Brazil celebrate winning the World Cup in 1994
Brazil’s grizzled, pragmatic class of 1994, the least well-loved of the country’s five World Cup-winning sides. Photograph: Action Images/Action Images/Reuters

“There’s pressure,” he says, “but also the tranquility of knowing the opportunities that arise in life. Dreaming is part of life. We dream of having a great cup and being champion. And in case we cannot, to make the best of it, because there is only one winner. We are aware that there are other great teams who play at the same level as Brazil.”

Implicit in all this, perhaps, was a quiet rejection of the exceptionalism that has buttressed and ultimately bound many Brazil sides of the past. The most striking example of this was on home soil in 2014, when a hysterical Brazilian public discovered in the most crushing way that magic, fate and emotional fervour are no substitute for attention to detail and a vaguely functioning offside trap.

Tite knows this, of course.

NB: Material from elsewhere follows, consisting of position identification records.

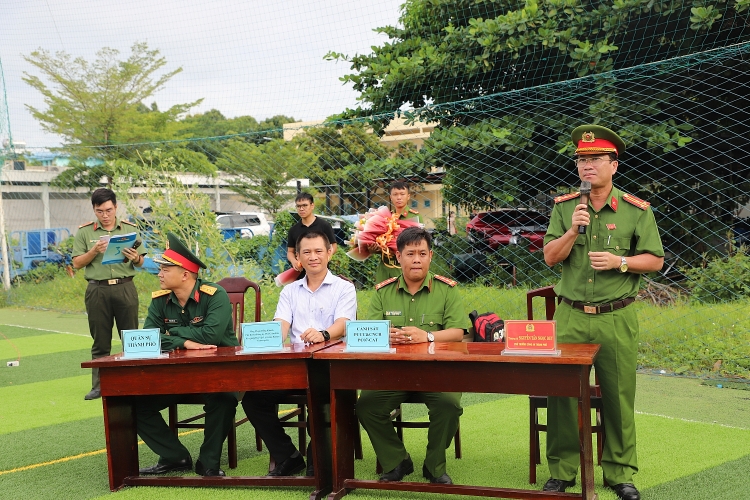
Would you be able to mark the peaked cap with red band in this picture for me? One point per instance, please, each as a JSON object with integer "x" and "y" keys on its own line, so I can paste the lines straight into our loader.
{"x": 595, "y": 139}
{"x": 178, "y": 254}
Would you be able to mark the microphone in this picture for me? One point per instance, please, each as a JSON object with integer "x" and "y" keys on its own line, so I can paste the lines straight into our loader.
{"x": 585, "y": 192}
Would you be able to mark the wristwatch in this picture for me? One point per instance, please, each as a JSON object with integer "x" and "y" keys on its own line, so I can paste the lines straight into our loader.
{"x": 623, "y": 265}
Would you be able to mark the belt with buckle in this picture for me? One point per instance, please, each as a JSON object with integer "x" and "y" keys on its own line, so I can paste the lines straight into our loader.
{"x": 114, "y": 281}
{"x": 599, "y": 308}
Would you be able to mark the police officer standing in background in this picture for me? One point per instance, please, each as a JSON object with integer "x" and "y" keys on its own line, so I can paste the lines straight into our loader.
{"x": 601, "y": 274}
{"x": 111, "y": 295}
{"x": 191, "y": 314}
{"x": 422, "y": 307}
{"x": 388, "y": 267}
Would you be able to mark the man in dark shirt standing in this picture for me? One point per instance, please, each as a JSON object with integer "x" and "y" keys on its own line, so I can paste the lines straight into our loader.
{"x": 191, "y": 314}
{"x": 308, "y": 222}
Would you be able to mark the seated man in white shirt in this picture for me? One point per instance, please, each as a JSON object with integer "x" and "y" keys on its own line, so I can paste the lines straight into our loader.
{"x": 313, "y": 309}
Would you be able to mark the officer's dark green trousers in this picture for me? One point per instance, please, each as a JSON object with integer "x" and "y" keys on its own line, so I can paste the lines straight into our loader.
{"x": 105, "y": 305}
{"x": 617, "y": 332}
{"x": 220, "y": 408}
{"x": 374, "y": 409}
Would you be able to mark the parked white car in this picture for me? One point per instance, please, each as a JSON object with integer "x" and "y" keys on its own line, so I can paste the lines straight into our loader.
{"x": 243, "y": 224}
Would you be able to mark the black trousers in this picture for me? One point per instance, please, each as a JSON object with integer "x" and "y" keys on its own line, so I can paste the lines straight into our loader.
{"x": 261, "y": 408}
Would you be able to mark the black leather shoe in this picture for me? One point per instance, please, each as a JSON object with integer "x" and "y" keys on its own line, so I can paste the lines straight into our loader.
{"x": 553, "y": 484}
{"x": 626, "y": 491}
{"x": 93, "y": 394}
{"x": 444, "y": 479}
{"x": 289, "y": 467}
{"x": 405, "y": 468}
{"x": 201, "y": 470}
{"x": 183, "y": 465}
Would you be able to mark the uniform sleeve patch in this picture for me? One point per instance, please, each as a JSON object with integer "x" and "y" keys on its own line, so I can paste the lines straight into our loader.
{"x": 643, "y": 205}
{"x": 386, "y": 282}
{"x": 445, "y": 280}
{"x": 567, "y": 197}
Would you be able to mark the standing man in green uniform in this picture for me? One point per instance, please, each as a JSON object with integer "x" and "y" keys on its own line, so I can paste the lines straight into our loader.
{"x": 388, "y": 267}
{"x": 601, "y": 273}
{"x": 422, "y": 307}
{"x": 191, "y": 314}
{"x": 111, "y": 294}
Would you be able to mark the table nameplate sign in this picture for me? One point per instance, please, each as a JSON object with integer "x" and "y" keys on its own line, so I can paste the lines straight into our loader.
{"x": 368, "y": 336}
{"x": 531, "y": 338}
{"x": 263, "y": 336}
{"x": 141, "y": 344}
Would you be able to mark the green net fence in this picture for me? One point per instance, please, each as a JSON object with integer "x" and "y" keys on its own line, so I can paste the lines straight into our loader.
{"x": 472, "y": 104}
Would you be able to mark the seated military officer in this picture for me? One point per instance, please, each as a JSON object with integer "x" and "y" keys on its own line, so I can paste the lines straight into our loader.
{"x": 422, "y": 307}
{"x": 191, "y": 314}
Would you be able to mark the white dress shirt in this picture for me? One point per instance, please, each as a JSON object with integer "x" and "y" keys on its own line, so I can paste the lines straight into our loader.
{"x": 302, "y": 308}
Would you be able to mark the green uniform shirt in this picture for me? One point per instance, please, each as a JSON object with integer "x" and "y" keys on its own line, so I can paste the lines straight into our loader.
{"x": 392, "y": 270}
{"x": 620, "y": 228}
{"x": 87, "y": 237}
{"x": 206, "y": 317}
{"x": 437, "y": 305}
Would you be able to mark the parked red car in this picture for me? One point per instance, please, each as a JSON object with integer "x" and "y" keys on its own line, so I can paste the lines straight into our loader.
{"x": 508, "y": 226}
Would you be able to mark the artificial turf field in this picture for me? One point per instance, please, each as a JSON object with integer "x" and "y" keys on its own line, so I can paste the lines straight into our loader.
{"x": 693, "y": 440}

He is, at heart, a details man: a thorough analyst of the game who likes to consider a problem from every angle, cover every contingency. In concert with his trusted assistant, Cléber Xavier, he has assembled a balanced, European-style side with less of the traditional Brazilian emphasis on marauding full-backs and totemic No 9s. Instead, an experienced defence will be shielded by Casemiro and two energetic wingers (probably Raphinha and Vinícius Júnior).

“I don’t believe in filling the side with attackers or defenders,” Tite said. “The balance point is midfield.” At which point Tite runs into the other strand of Brazilian self-mythology: style. It’s interesting to note that the last team to break a drought, Carlos Alberto Parreira’s 1994 side, are also the least cherished of Brazil’s five World Cup-winning sides. In part this is because of the absence of a popular figurehead like Pelé or Ronaldo, in part because of the way they did it: grizzled, pragmatic tournament football played with smarts and a snarl. “There are moments when the spectacle has to be sacrificed,” Johan Cruyff wrote of that team, and even Romário has admitted that Brazil’s tactics in the United States 28 years ago were not entirely to his liking.

And the curiously unloved status of that team encapsulates the delicate balancing act facing Tite here. In short: how far can he reconcile the two largely divergent goals of ending the drought and doing so in a way that feels authentically Brazilian? How much risk does he want to take on against an extremely dangerous Serbia team and their front two of Aleksandar Mitrovic and Dusan Vlahovic? Can they defend and dance at the same time? These are the pressing questions. You can guarantee that Tite has applied his considerable intellect to working out the answers.